Jesus acknowledges this. Jesus understands the predicament she’s in and offers her another way. The way things have always been in her life, don’t have to be. The old ways will be left behind and something new will happen.  She responds with the proclamation that Jesus is a prophet and challenges him with another cultural norm, the place of worship. She brings up the elephant in the room: we don’t agree on a basic tenet of faith Jesus. As Jesus always does, he doesn’t get caught in the either/or trap. He reveals that the day is coming when WHERE we worship God is far less important than HOW we worship God. We will have to leave behind the trappings of space and ritual and worship in Spirit and truth-that is live out John 3:16-be God’s love in and for the world.

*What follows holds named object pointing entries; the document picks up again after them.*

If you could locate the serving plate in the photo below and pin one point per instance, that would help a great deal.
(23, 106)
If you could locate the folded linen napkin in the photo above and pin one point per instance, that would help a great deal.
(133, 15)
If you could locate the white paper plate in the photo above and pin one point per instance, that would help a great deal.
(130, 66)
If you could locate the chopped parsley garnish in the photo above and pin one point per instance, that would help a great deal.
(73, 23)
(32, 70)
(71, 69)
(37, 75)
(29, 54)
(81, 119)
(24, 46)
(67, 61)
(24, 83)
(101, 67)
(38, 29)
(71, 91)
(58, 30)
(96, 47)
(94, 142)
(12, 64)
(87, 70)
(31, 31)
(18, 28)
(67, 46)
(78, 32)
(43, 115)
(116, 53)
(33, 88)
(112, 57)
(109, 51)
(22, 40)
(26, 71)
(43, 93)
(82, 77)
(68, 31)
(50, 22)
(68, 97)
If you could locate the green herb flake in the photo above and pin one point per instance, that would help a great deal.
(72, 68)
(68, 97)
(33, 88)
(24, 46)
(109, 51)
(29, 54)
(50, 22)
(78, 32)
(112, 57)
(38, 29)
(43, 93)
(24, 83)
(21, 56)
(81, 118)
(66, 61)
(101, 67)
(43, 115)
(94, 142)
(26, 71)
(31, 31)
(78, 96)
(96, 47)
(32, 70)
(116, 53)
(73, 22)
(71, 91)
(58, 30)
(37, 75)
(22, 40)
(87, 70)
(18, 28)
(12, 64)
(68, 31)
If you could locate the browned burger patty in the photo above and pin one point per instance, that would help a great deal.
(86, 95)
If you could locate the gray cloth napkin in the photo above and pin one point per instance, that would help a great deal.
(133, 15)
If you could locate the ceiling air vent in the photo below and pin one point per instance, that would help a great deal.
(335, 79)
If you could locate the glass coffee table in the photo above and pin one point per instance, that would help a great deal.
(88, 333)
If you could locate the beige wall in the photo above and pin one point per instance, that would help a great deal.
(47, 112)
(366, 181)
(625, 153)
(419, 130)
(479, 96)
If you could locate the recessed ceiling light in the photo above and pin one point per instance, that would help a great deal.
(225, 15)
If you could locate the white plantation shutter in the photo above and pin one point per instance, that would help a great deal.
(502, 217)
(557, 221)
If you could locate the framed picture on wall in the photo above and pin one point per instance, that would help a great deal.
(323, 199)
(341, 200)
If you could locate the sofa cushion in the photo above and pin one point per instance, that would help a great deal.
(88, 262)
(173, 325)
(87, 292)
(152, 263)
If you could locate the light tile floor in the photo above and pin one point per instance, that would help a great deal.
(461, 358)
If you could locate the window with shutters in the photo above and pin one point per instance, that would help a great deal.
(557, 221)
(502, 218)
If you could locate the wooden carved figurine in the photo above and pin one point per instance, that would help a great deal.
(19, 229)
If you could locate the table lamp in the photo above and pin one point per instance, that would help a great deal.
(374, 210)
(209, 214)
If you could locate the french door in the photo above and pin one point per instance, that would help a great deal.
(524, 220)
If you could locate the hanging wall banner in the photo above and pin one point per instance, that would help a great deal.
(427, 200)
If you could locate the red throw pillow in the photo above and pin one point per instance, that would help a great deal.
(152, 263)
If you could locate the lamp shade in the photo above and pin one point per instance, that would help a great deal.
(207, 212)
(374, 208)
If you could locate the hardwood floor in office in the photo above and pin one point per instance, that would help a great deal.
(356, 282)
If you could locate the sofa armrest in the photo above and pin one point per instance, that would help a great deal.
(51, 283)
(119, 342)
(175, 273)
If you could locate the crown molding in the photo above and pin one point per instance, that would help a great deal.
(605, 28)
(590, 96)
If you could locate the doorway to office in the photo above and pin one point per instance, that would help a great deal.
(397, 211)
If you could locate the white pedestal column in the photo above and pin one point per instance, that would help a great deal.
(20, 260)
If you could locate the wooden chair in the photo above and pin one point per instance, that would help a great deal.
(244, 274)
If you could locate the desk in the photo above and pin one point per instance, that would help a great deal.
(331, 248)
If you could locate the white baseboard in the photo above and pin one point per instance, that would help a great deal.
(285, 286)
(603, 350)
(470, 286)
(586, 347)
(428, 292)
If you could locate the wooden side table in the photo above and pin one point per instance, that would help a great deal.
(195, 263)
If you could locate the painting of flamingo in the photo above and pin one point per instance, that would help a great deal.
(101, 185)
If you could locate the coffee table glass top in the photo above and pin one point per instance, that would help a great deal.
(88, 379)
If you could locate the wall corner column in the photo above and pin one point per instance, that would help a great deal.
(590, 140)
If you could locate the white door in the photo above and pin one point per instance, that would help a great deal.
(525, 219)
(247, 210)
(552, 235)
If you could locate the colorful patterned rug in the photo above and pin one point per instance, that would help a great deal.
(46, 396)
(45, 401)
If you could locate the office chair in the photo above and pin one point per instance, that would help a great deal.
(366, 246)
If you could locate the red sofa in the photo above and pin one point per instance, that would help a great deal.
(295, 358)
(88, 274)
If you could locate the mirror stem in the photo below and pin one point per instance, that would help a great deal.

The woman then has a glimpse of what is really going on-she’s met the messiah, the one who makes whole, the one who will bring redemption, the one who brings life. Jesus simply says “I AM.” The woman then goes back to her village filled to the brim from this encounter with the living God, leaving behind her water jar, leaving behind her past, leaving behind her assumptions, leaving behind social norms of women, to be a witness to truth, to living water that flows to all. Everything she leaves behind frees her to witness to God’s mission through Jesus. She goes and tells her community, “Come and See,” and the people also leave behind their own opinions on the unnamed woman, assumptions on the messiah, as well as Israelites. They invite the stranger into their midst and learn from him and become witnesses themselves to the new thing that God was showing them through Jesus.

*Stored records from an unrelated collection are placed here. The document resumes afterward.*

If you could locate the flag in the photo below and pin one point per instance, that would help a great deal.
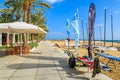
(68, 26)
(91, 15)
(75, 25)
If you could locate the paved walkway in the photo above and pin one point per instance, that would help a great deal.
(46, 63)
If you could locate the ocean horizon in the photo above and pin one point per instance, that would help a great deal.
(85, 40)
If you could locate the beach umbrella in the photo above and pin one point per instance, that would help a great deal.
(75, 25)
(4, 28)
(91, 16)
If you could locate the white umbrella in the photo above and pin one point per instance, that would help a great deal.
(4, 28)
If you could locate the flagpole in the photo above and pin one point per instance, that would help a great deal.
(112, 29)
(87, 30)
(83, 32)
(100, 34)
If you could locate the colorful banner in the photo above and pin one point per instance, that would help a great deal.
(75, 25)
(92, 14)
(68, 26)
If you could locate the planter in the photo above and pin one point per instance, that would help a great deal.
(17, 49)
(26, 50)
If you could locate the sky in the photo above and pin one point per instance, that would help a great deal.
(62, 10)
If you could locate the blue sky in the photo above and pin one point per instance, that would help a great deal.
(62, 10)
(65, 9)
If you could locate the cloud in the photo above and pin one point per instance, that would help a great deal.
(117, 12)
(53, 1)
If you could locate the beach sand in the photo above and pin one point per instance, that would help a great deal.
(114, 73)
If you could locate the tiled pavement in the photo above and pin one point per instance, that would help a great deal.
(45, 63)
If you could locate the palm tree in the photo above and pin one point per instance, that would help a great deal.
(15, 7)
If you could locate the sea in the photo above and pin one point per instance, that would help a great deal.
(117, 41)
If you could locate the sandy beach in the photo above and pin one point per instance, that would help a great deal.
(114, 73)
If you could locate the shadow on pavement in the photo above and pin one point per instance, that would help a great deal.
(2, 54)
(57, 63)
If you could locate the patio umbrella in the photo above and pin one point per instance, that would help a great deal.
(4, 28)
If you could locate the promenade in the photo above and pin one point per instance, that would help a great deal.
(46, 62)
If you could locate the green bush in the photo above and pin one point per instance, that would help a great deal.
(33, 44)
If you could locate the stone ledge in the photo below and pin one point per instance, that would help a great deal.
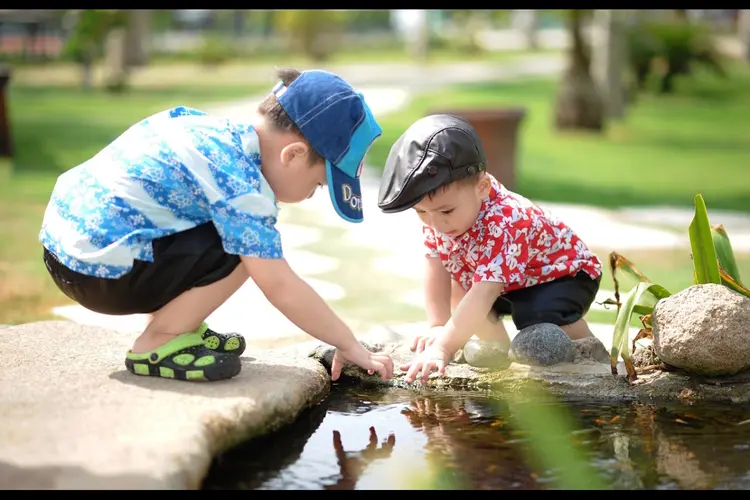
(585, 379)
(72, 417)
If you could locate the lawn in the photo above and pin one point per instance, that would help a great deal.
(666, 150)
(55, 128)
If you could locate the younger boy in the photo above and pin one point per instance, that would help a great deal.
(491, 252)
(174, 215)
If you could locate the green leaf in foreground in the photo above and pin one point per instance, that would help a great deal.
(733, 285)
(549, 426)
(705, 262)
(643, 296)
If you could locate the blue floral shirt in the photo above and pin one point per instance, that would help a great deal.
(168, 173)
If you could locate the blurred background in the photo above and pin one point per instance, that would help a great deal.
(615, 117)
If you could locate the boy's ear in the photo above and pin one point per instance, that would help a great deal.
(484, 185)
(294, 152)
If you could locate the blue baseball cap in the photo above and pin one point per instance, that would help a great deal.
(338, 124)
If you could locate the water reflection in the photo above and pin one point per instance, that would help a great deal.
(400, 440)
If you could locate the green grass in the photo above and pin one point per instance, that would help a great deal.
(56, 128)
(53, 130)
(388, 53)
(666, 150)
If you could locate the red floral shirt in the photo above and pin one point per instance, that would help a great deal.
(514, 242)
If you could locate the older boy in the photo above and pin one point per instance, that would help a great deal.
(491, 252)
(174, 215)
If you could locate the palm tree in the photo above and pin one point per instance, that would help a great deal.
(579, 104)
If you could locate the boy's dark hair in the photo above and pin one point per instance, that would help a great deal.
(469, 179)
(275, 114)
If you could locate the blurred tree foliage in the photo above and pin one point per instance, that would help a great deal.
(87, 40)
(315, 32)
(668, 49)
(579, 104)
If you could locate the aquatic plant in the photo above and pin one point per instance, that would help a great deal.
(713, 262)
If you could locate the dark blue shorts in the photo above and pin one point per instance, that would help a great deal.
(560, 302)
(182, 261)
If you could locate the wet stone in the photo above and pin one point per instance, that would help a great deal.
(590, 349)
(486, 354)
(544, 344)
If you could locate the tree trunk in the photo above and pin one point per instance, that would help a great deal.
(238, 23)
(116, 71)
(527, 22)
(87, 74)
(137, 38)
(608, 61)
(743, 33)
(579, 105)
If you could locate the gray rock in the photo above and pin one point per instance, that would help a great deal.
(72, 417)
(323, 353)
(544, 344)
(645, 356)
(486, 354)
(590, 349)
(704, 329)
(577, 380)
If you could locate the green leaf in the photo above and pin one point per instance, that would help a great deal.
(701, 243)
(724, 252)
(644, 297)
(730, 283)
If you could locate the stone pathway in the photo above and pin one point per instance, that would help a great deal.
(301, 227)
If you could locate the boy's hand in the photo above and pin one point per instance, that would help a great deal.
(422, 342)
(433, 358)
(358, 355)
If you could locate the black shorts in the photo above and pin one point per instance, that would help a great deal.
(182, 261)
(560, 302)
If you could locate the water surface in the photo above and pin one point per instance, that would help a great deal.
(398, 440)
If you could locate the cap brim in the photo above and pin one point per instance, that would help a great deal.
(346, 194)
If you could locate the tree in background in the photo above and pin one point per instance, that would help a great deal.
(579, 103)
(87, 40)
(137, 37)
(315, 32)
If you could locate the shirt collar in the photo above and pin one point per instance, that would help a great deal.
(478, 224)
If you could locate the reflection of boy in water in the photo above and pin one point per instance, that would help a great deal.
(353, 464)
(459, 439)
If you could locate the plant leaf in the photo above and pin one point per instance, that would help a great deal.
(701, 243)
(724, 252)
(619, 263)
(645, 295)
(730, 283)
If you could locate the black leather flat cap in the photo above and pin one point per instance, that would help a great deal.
(436, 150)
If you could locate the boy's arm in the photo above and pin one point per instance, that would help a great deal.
(437, 292)
(296, 300)
(466, 319)
(468, 316)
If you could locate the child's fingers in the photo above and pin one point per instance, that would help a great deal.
(441, 367)
(426, 370)
(414, 343)
(335, 368)
(382, 370)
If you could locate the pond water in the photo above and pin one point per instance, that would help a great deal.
(398, 439)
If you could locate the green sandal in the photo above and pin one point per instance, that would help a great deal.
(184, 358)
(229, 343)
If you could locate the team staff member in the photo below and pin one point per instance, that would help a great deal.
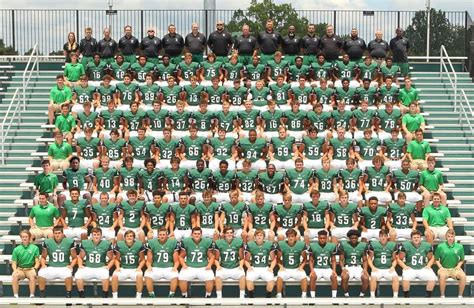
(269, 41)
(220, 42)
(150, 46)
(246, 46)
(25, 262)
(449, 257)
(107, 47)
(173, 44)
(87, 46)
(195, 43)
(331, 44)
(128, 45)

We, too, are in a moment of leaving things behind. We have left behind being together in a particular place for worship, for sacrament, for fellowship. We have left behind social norms of daily life, we have left behind certainty, assumptions of how life should be, and so much more. But in leaving these things behind, for hopefully only a few weeks, how are we freed to witness like the woman in ways that are unconventional, new, and life giving? Jesus is clear in this text, where one worships isn’t what matters, it’s worshiping in Spirit and truth. It’s getting clear about what matters, what we can and should leave behind, in order for God’s truth, that God loves the world, and we are to bear witness to that in all times and places. Jesus very presence with the woman propelled her out of her comfort zone and everything she knew about herself in societal structure in order for others to come face to face with Jesus who crosses borders, leaves behind earthly expectations to reveal God’s expectations of how we live together.

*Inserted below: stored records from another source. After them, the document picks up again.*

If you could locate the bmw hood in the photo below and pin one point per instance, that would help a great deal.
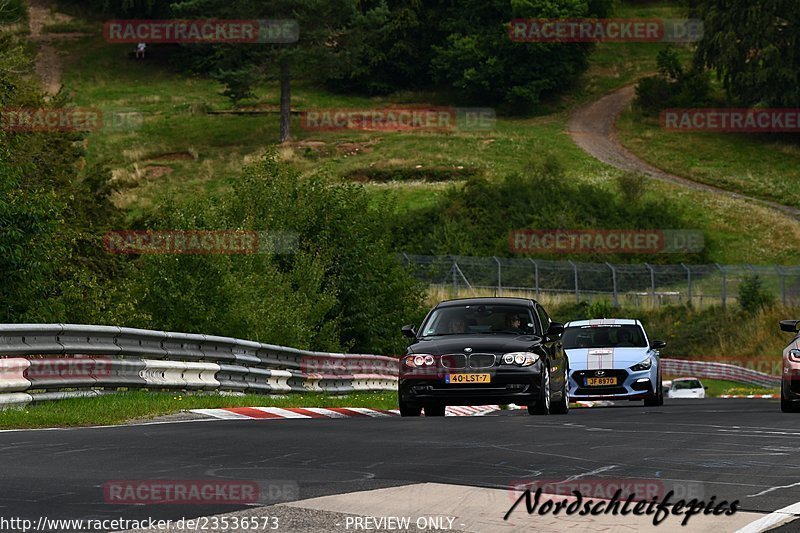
(607, 358)
(479, 343)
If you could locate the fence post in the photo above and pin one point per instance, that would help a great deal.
(454, 269)
(783, 284)
(688, 282)
(575, 270)
(652, 282)
(499, 277)
(535, 275)
(614, 283)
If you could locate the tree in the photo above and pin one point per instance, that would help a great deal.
(486, 67)
(327, 29)
(755, 49)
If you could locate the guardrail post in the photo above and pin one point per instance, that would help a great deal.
(688, 282)
(652, 282)
(535, 275)
(499, 276)
(614, 283)
(575, 270)
(783, 283)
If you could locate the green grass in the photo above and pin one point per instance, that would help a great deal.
(140, 405)
(764, 166)
(615, 65)
(181, 150)
(718, 387)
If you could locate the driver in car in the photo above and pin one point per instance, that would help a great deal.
(457, 325)
(514, 323)
(624, 339)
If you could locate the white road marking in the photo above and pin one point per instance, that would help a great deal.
(771, 489)
(787, 514)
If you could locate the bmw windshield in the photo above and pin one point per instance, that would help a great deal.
(476, 320)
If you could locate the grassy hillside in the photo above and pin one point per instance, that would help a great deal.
(183, 147)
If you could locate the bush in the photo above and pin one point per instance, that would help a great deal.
(341, 288)
(477, 217)
(673, 87)
(753, 296)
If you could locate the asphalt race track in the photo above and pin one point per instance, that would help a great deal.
(734, 449)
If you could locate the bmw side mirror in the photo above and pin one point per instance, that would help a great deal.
(555, 329)
(409, 331)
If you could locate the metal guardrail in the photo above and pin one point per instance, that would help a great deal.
(40, 362)
(725, 371)
(53, 361)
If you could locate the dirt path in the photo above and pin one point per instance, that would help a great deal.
(48, 64)
(593, 128)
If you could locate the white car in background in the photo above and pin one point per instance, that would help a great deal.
(686, 388)
(613, 359)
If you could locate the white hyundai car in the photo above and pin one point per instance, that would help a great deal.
(613, 359)
(686, 388)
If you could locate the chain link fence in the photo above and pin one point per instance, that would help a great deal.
(633, 285)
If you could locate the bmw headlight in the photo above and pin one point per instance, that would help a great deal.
(419, 360)
(520, 358)
(644, 365)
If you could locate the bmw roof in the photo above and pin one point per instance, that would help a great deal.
(604, 322)
(496, 300)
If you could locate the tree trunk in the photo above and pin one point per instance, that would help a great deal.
(286, 102)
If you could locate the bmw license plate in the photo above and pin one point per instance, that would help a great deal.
(599, 382)
(468, 378)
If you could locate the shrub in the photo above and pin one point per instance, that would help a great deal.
(753, 296)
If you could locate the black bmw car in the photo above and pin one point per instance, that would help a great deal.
(481, 351)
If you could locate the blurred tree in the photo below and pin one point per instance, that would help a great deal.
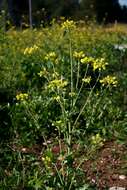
(87, 9)
(107, 10)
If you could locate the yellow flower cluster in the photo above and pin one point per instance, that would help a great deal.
(22, 96)
(68, 25)
(51, 56)
(87, 79)
(87, 60)
(78, 55)
(99, 64)
(57, 84)
(109, 80)
(30, 50)
(97, 140)
(43, 73)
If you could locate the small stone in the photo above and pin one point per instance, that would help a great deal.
(122, 177)
(117, 188)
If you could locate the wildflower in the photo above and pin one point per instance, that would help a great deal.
(87, 80)
(57, 98)
(22, 96)
(109, 80)
(68, 25)
(78, 55)
(30, 50)
(99, 64)
(51, 56)
(57, 83)
(42, 73)
(87, 60)
(72, 94)
(97, 140)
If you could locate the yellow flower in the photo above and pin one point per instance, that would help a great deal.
(99, 64)
(68, 25)
(87, 60)
(57, 98)
(30, 50)
(97, 140)
(78, 55)
(57, 84)
(87, 80)
(109, 80)
(51, 56)
(43, 73)
(22, 96)
(72, 94)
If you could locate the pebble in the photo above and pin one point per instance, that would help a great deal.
(117, 188)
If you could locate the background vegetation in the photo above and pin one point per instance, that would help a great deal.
(62, 97)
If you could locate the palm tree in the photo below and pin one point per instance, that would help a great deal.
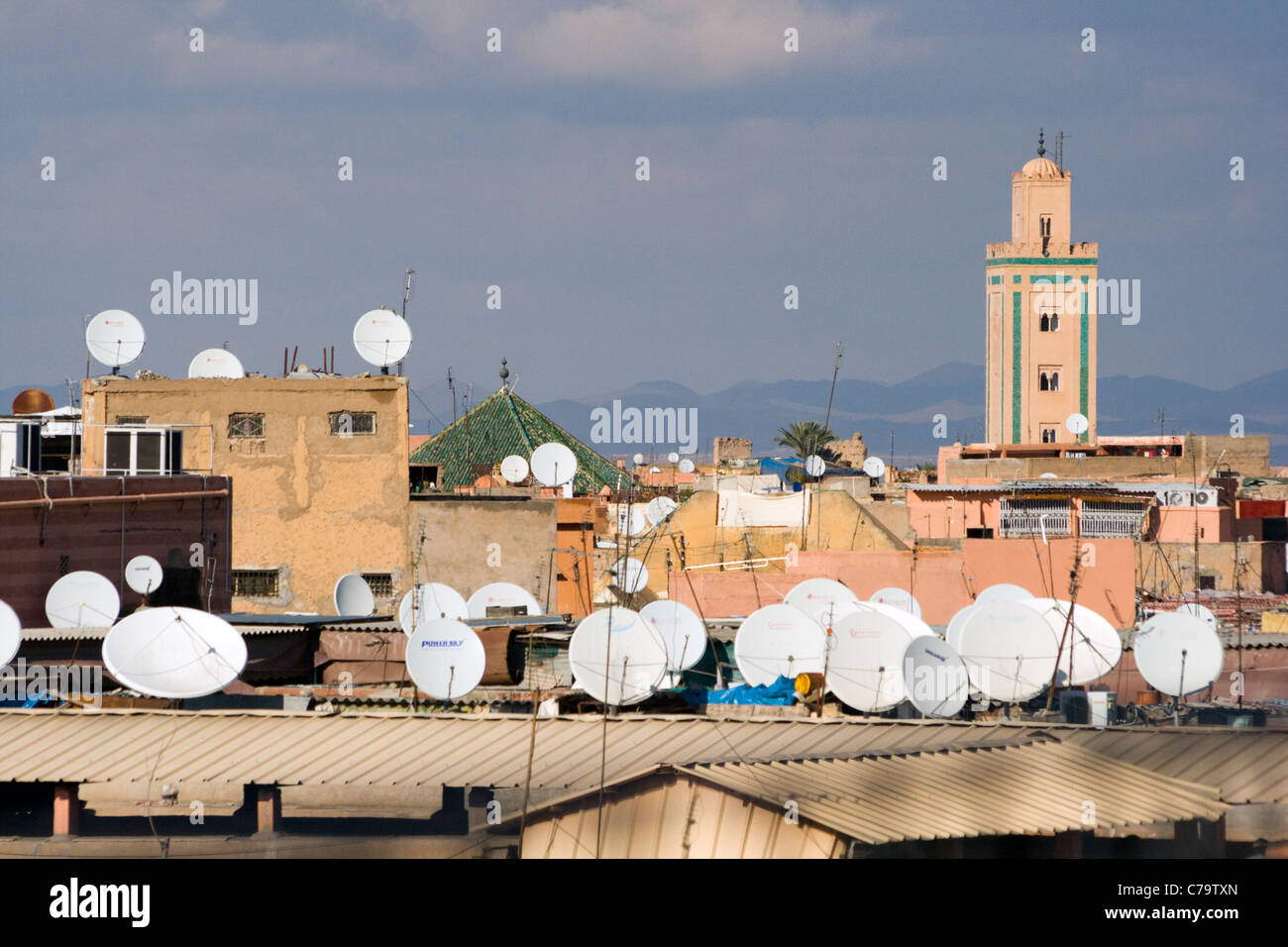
(806, 438)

I’m sure the woman was nervous, a bit afraid and wasn’t sure what would happen next as she left her water jar. But she did it trusting that what she had experienced mattered more than any of those things. As we move forward in the coming days and weeks, we are called to trust in what matters, that the people of God cannot be contained to a space, that Church is always loose in the world and isn’t a building, that we can be witnesses to God’s presence in surprising and unexpected ways in our lives. I, too, am leaving behind comforts, routines and assumptions of how church and life work right now. Together we will step out in faith and leave behind what was and embrace what is and know that Jesus is in our midst. Amen.